Statement
U.S. monetary policy during the pre-Volcker period (approximately 1960-1979) is best characterized as “passive” — the Federal Reserve’s inflation response coefficient was below unity, violating the Taylor principle. Through the lens of standard New Keynesian DSGE models, this passive policy implies equilibrium indeterminacy: the propagation of fundamental shocks is not uniquely determined, and self-fulfilling sunspot fluctuations can influence equilibrium allocations. Bayesian estimation that covers both the determinacy and indeterminacy regions of the parameter space assigns ~80-97% posterior probability to indeterminacy for the pre-1979 sub-sample, while the post-1982 sample is overwhelmingly consistent with determinacy.
Evidence summary
- Lubik-Schorfheide (2004): direct Bayesian estimation allowing for indeterminacy on a three-equation NK model. Pre-Volcker: P(indeterminacy) = 0.80-0.97. Post-1982: P(determinacy) = 0.95-1.00. This is the primary evidence.

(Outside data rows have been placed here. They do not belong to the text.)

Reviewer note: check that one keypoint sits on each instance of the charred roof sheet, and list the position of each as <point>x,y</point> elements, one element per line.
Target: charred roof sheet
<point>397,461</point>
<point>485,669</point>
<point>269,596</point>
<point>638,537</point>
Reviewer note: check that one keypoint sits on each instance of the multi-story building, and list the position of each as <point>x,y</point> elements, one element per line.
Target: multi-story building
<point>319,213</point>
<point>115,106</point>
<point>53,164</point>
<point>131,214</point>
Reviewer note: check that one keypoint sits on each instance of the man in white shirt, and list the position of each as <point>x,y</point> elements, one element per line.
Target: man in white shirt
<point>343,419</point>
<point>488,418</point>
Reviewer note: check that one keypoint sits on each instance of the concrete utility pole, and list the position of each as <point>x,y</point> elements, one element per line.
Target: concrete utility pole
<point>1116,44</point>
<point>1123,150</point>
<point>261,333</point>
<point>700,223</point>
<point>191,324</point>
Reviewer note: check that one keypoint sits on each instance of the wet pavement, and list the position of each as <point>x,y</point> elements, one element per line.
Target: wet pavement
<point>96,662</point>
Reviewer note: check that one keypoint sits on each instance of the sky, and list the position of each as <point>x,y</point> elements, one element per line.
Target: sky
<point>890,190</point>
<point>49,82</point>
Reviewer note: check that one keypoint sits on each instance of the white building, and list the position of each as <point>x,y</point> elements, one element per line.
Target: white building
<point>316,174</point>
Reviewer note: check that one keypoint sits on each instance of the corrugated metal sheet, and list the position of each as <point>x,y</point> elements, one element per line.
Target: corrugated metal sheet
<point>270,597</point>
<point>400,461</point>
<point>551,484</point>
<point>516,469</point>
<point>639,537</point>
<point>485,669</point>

- Bianchi (2013): medium-scale MS-DSGE model estimates the Dove regime (inflation response ~0.95) prevailing in the 1970s, consistent with the passive policy finding. The MS framework shows this is a recurrent phenomenon, not a one-time structural break.
- Clarida-Gali-Gertler (2000): single-equation GMM estimation finds pre-Volcker inflation response < 1, the original finding that motivated the subsequent structural literature.
Conditions and scope
- Model-dependent: the association of psi_1 < 1 with indeterminacy requires the standard NK model assumptions (forward-looking IS, Calvo pricing, no endogenous investment in the simplest version).
- Sub-sample-dependent for the Lubik-Schorfheide approach (not for Bianchi’s regime-switching approach).
- The post-1982 determinacy finding is equally model-dependent.
Counter-evidence
- Dupor (2001): in a continuous-time model with endogenous investment, passive monetary policy can be consistent with determinacy.
- Sims-Zha (2006): find no evidence of changing monetary policy parameters in a Bayesian VAR; attribute the Great Moderation to changing shock volatilities rather than policy changes.
- Orphanides (2002): argues that when real-time data (rather than revised data) are used, the pre-Volcker Fed’s policy appears more active than suggested by retrospective estimates.
- Model misspecification concern: richer endogenous dynamics under indeterminacy can capture omitted propagation mechanisms, potentially biasing posteriors toward indeterminacy.
Linked ideas
- (none yet)
Open questions
- Does the indeterminacy finding survive in larger-scale DSGE models with financial frictions, wage rigidity, and investment?
- Can the pre-Volcker indeterminacy be reinterpreted through a regime- switching lens where agents anticipated the eventual Volcker disinflation?
- What are the welfare costs of the pre-Volcker indeterminacy?